Here is a guideline and sample of some choking hazards to look for (this list is not comprehensive–it is meant to assist families in taking steps to prevent childhood injuries):
•your baby crib is built after 1986, which means the bars are well spaced to prevent strangulation;
•blind and drapery cords are cut and secured with cord wind-up, and are out reach of children;
•non-food items such as coins, balloons, marbles, and buttons are kept away from young children;
•clothing drawstrings, ribbons, necklaces, neckties, belts, leashes, and rope are kept away from young children;
•children remain seated when chewing food;
•plastic bags are kept away from young children; and
•that innocent container of baby powder is out of sight and reach of young children.
< *c>Know what to do
Every year in Canada, people die from choking, strangulation, and suffocation because people who had witnessed the accident or found an unconscious person did not know what to do.

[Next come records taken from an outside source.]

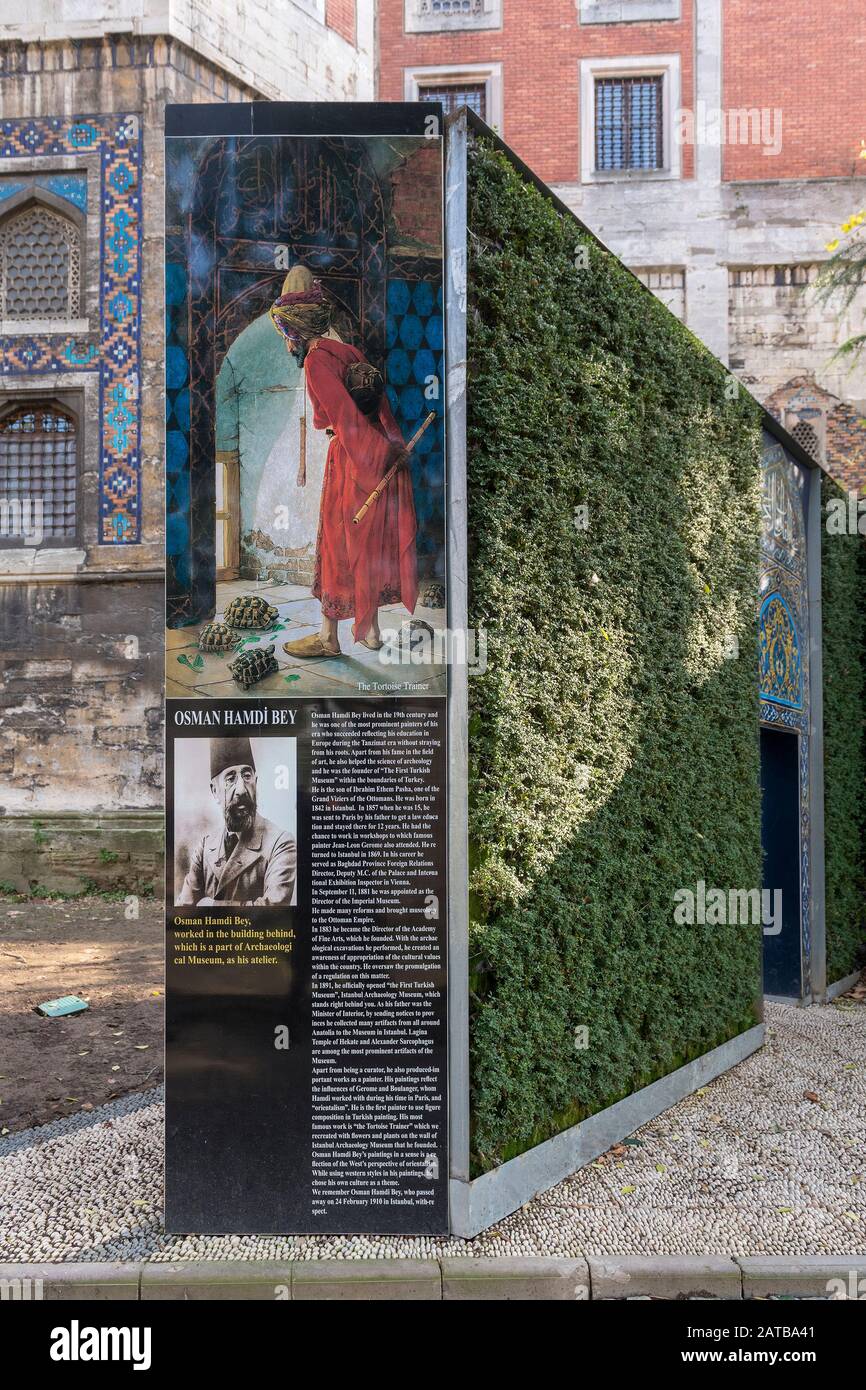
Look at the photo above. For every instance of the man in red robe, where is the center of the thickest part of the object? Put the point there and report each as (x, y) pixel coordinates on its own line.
(357, 567)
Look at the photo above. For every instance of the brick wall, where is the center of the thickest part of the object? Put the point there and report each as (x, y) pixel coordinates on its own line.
(806, 60)
(540, 47)
(341, 15)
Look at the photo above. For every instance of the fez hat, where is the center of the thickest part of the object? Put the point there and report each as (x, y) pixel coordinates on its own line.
(230, 752)
(302, 314)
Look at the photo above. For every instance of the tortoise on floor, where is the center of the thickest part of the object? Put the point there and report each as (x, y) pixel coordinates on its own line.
(253, 666)
(217, 637)
(249, 610)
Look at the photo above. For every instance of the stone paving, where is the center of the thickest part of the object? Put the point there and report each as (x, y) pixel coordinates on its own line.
(768, 1159)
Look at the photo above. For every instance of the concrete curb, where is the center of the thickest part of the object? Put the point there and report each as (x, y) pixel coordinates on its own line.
(808, 1276)
(665, 1276)
(448, 1279)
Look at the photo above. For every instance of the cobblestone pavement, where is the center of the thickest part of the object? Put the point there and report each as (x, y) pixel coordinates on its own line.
(768, 1159)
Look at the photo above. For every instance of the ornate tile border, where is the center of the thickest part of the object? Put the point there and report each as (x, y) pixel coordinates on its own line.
(113, 350)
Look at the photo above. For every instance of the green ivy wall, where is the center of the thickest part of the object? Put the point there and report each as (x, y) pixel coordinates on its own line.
(613, 740)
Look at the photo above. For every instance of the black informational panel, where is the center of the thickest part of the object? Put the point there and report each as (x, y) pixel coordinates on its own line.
(306, 784)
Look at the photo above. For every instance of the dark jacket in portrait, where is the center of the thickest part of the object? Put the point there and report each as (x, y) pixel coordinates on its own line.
(259, 869)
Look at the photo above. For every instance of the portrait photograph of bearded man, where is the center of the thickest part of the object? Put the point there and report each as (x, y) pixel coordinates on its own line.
(227, 848)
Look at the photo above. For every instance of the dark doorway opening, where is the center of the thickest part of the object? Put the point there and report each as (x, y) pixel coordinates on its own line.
(780, 837)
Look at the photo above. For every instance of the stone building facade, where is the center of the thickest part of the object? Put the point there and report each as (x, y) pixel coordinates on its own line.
(711, 143)
(82, 93)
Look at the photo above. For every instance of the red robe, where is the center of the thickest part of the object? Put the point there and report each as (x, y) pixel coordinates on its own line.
(359, 567)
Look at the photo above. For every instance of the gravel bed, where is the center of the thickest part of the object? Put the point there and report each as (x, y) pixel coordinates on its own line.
(768, 1159)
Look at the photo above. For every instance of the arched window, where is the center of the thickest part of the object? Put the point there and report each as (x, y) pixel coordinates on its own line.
(39, 266)
(38, 474)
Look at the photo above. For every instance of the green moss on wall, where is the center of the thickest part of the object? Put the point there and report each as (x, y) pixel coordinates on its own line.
(844, 659)
(613, 740)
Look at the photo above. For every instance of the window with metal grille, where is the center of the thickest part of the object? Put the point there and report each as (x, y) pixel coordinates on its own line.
(39, 266)
(449, 7)
(808, 438)
(38, 476)
(453, 95)
(628, 123)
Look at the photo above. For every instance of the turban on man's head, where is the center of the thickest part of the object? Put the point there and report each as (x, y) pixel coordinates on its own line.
(230, 752)
(302, 314)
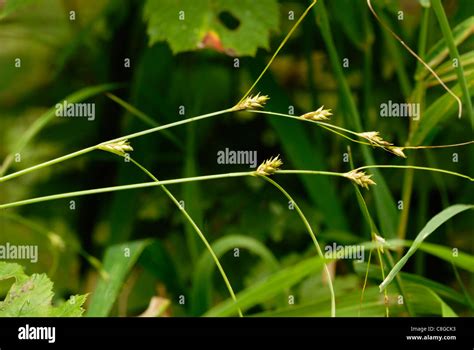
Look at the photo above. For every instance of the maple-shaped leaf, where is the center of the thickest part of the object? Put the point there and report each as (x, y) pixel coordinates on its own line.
(31, 296)
(236, 28)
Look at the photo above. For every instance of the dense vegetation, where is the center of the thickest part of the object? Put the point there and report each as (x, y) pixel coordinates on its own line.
(107, 89)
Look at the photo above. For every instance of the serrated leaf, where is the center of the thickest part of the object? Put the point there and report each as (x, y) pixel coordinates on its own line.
(188, 25)
(31, 296)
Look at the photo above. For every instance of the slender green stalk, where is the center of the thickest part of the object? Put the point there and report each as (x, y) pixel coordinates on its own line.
(46, 164)
(419, 59)
(406, 198)
(47, 117)
(123, 187)
(198, 231)
(373, 232)
(397, 59)
(327, 126)
(56, 243)
(415, 167)
(287, 37)
(453, 50)
(310, 172)
(419, 96)
(126, 137)
(204, 178)
(365, 281)
(313, 237)
(143, 117)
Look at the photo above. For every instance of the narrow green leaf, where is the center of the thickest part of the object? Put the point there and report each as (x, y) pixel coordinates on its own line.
(202, 281)
(409, 278)
(268, 288)
(443, 108)
(430, 227)
(118, 261)
(386, 211)
(440, 50)
(44, 119)
(462, 260)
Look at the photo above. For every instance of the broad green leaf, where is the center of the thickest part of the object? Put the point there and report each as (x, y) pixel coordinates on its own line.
(202, 283)
(10, 6)
(352, 20)
(192, 24)
(268, 288)
(443, 108)
(303, 153)
(430, 227)
(440, 50)
(462, 260)
(118, 261)
(387, 212)
(426, 302)
(31, 296)
(348, 305)
(49, 115)
(447, 69)
(438, 288)
(425, 3)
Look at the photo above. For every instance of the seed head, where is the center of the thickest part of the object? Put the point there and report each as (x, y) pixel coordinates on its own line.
(120, 147)
(360, 178)
(270, 166)
(374, 139)
(320, 114)
(252, 102)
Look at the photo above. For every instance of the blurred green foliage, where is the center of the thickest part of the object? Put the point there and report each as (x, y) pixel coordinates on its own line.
(170, 66)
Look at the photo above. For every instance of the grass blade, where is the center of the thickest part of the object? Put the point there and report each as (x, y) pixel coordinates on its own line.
(202, 280)
(430, 227)
(268, 288)
(118, 261)
(41, 122)
(454, 53)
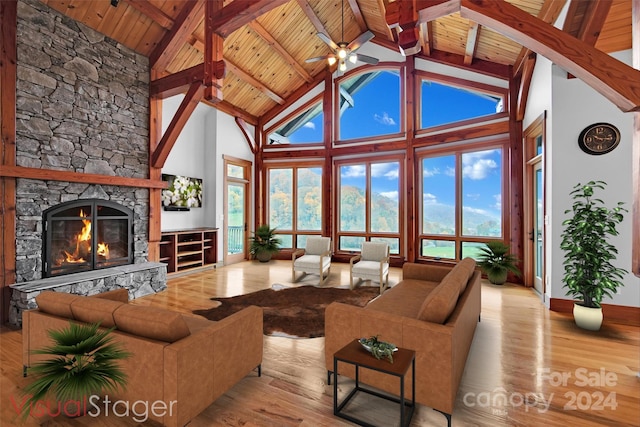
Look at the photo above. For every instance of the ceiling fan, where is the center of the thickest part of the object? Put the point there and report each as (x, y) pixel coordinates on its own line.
(343, 51)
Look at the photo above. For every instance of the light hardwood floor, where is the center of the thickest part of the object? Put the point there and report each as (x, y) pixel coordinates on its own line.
(527, 366)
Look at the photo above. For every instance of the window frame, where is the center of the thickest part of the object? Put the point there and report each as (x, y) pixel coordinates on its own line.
(318, 99)
(382, 66)
(421, 76)
(294, 232)
(367, 233)
(458, 237)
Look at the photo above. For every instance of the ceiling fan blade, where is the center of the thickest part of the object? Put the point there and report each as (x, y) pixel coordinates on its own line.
(367, 59)
(319, 58)
(360, 40)
(325, 38)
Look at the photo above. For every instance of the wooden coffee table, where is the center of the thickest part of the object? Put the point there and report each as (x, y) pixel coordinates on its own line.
(356, 355)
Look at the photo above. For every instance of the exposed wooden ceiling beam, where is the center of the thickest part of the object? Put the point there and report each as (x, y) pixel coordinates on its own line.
(233, 111)
(179, 120)
(248, 78)
(214, 66)
(549, 13)
(472, 42)
(613, 79)
(185, 24)
(311, 16)
(426, 37)
(152, 12)
(593, 21)
(237, 14)
(268, 38)
(176, 83)
(355, 8)
(479, 65)
(243, 75)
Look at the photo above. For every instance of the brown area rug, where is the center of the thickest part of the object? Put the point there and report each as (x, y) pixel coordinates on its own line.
(298, 312)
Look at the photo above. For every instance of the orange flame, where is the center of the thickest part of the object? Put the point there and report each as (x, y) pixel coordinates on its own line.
(83, 244)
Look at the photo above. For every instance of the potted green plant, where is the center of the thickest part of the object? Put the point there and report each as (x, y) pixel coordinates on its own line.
(264, 243)
(589, 274)
(496, 261)
(82, 363)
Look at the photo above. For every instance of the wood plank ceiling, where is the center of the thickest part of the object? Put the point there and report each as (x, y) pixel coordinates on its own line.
(265, 59)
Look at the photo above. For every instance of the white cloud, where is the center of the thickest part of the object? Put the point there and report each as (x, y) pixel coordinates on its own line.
(384, 119)
(477, 166)
(389, 170)
(393, 195)
(498, 199)
(429, 199)
(428, 173)
(353, 171)
(478, 211)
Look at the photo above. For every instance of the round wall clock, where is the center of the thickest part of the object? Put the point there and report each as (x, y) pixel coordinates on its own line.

Quick action and knowing what to do is the vital first link in a chain of survival that can save someone who is choking, has stopped breathing, or whose heart has stopped.
Take CPR for example. Its techniques have been around for more than 25 years yet it is estimated only about 10 percent of Canadians know how to do CPR!
Want to save a life such as a friend or someone you love? Sign up for a First Aid/CPR course today!
Remember: If you never need what you learn about personal safety, you have lost nothing. But if you never learn what you need, you may lose everything . . . your family and your life!